Transaction-level behavior

This approach is a system focus on the skin of an application-level action, such as an HTTP request message, and its response, an HTTP response message or MAIL message. With this progress, a request is indirect from the change patterns, the size of each message. A method to order maintain by the time-series changes in the size of messages. These techniques are useful for sense a signal protocol, but are not suitable for discovery of real-time message traffic whose features are boring and last for a fairly long time. [Toshiya Okabe Tsutomu Kitamura 2006]

Flow-level behavior

This method is to make out an application from mathematical information such as the inter-arrival time, period of the run, packet size. Here, a run is defined as a sequence of packets having a common source address, source port, destination address, destination port and transport protocol. It is extract skin of size data message request flows, such as HTTP, FTP and SMTP graceful from side to side a network, in order to create workload for a network simulator and classify traffic into three lessons, bulk data message such as FTP, informal message. [Toshiya Okabe Tsutomu Kitamura 2006]

Packet-level behavior

This is techniques that identify a request from the header or load of a single packet. A group method mainly based on port facts has been used but its efficiency has been lost due to the arrival of P2P applications that illegitimately use chance port numbers and port numbers for HTTP to traverse a Firewall. [Toshiya Okabe Tsutomu Kitamura 2006].

Average packet length and variation

The result of extract skin correlated to the normal packet size and difference in packet size. Difference in packet size here indicates the number of types of packet size for a request whose packet size is fixed. It is the result of take out the skin of voice applications. The packet size of the voice application is lesser than that of the other application. [ Takayuki Shizuno 2006]

As with any new knowledge, VoIP introduce both opportunity and problems. It offers lesser cost and greater give for an project but presents significant security challenge. Security administrator strength suppose that because digitized voice actions in packets, the plug VoIP mechanism into their previously protected networks and get a stable and secure voice network address translation (NAT), and most VoIP mechanism have counterpart in data network, VoIP's presentation stress mean you must extra ordinary network software and hardware with special VoIP mechanism.
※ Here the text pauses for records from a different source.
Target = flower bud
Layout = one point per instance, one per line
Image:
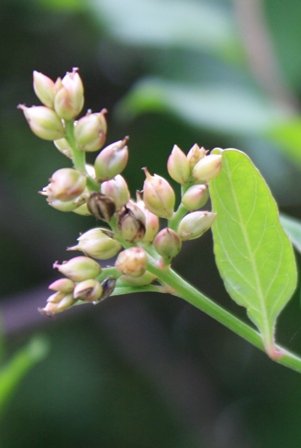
(98, 243)
(79, 268)
(178, 166)
(117, 190)
(194, 224)
(167, 243)
(89, 290)
(195, 154)
(195, 197)
(145, 279)
(90, 131)
(62, 285)
(207, 168)
(158, 195)
(44, 88)
(131, 223)
(57, 303)
(111, 160)
(132, 262)
(66, 184)
(43, 122)
(101, 206)
(69, 98)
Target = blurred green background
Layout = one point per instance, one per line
(144, 371)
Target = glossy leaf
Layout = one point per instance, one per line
(253, 254)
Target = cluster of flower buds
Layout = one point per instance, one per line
(133, 232)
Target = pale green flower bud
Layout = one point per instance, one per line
(158, 196)
(89, 290)
(43, 122)
(131, 223)
(195, 154)
(101, 206)
(98, 243)
(79, 268)
(207, 168)
(167, 243)
(69, 98)
(195, 197)
(44, 88)
(90, 131)
(132, 262)
(62, 285)
(145, 279)
(194, 224)
(178, 166)
(111, 160)
(117, 190)
(66, 184)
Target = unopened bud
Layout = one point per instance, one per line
(145, 279)
(158, 195)
(131, 223)
(195, 197)
(101, 206)
(62, 285)
(178, 166)
(43, 122)
(89, 290)
(132, 262)
(117, 190)
(44, 88)
(79, 268)
(90, 131)
(66, 184)
(98, 243)
(194, 224)
(69, 98)
(111, 160)
(167, 243)
(195, 154)
(207, 168)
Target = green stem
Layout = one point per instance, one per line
(187, 292)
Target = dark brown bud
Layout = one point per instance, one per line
(101, 206)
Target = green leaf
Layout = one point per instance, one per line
(292, 227)
(253, 254)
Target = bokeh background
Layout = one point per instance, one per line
(145, 370)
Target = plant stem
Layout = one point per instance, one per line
(187, 292)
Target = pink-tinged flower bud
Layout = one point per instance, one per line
(145, 279)
(195, 154)
(79, 268)
(132, 262)
(131, 223)
(117, 190)
(178, 166)
(89, 290)
(90, 131)
(66, 184)
(43, 122)
(195, 197)
(194, 224)
(62, 285)
(167, 243)
(207, 168)
(44, 88)
(101, 206)
(69, 98)
(57, 303)
(98, 243)
(158, 196)
(111, 160)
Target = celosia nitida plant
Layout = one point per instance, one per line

Packet network depend on many configurable bound: IP and physical addresses of say terminal of routers and firewalls. VoIP networks add specific software, to place and route calls. Many network bound are recognized with passion each time a network part is restart or when a VoIP phone is restart or added to the network.. So many nodes in a VoIP network have dynamically configurable bound; But VoIP systems have much stricter presentation constraint than data networks with important implication for security. [ Takayuki Shizuno 2006].

Quality-of-service issues

Quality of service is basic to a VoIP network's process. A VoIP request is much more responsive to delay than its customary data matching part. In the VoIP language, this is the latency problem. Latency turns conventional safety measured. Tools such as encryption and firewall defense can help secure the system, but they also set up important delay. Latency isn't just a QoS issue, but also a safety issue because it increases the system weakness to denial-of-service attacks.

To do well in a VoIP network, a DoS attack need not totally shut down the system, but only delay voice packets for a part of a second. The necessary let is even less when latency-producing security devices are slowing down traffic. Another QoS issue jitter, refers to no uniform delays that can cause packets to turn up and be process out of series. The Real-Time Transport Protocol (RTP), which is used to move voice media, so packets received out of order can't be reassembled at the move level, but must be rearrange at the request level, introduce major above your head. When packets turn up in order, high jitter causes them to arrive at their target in spurts.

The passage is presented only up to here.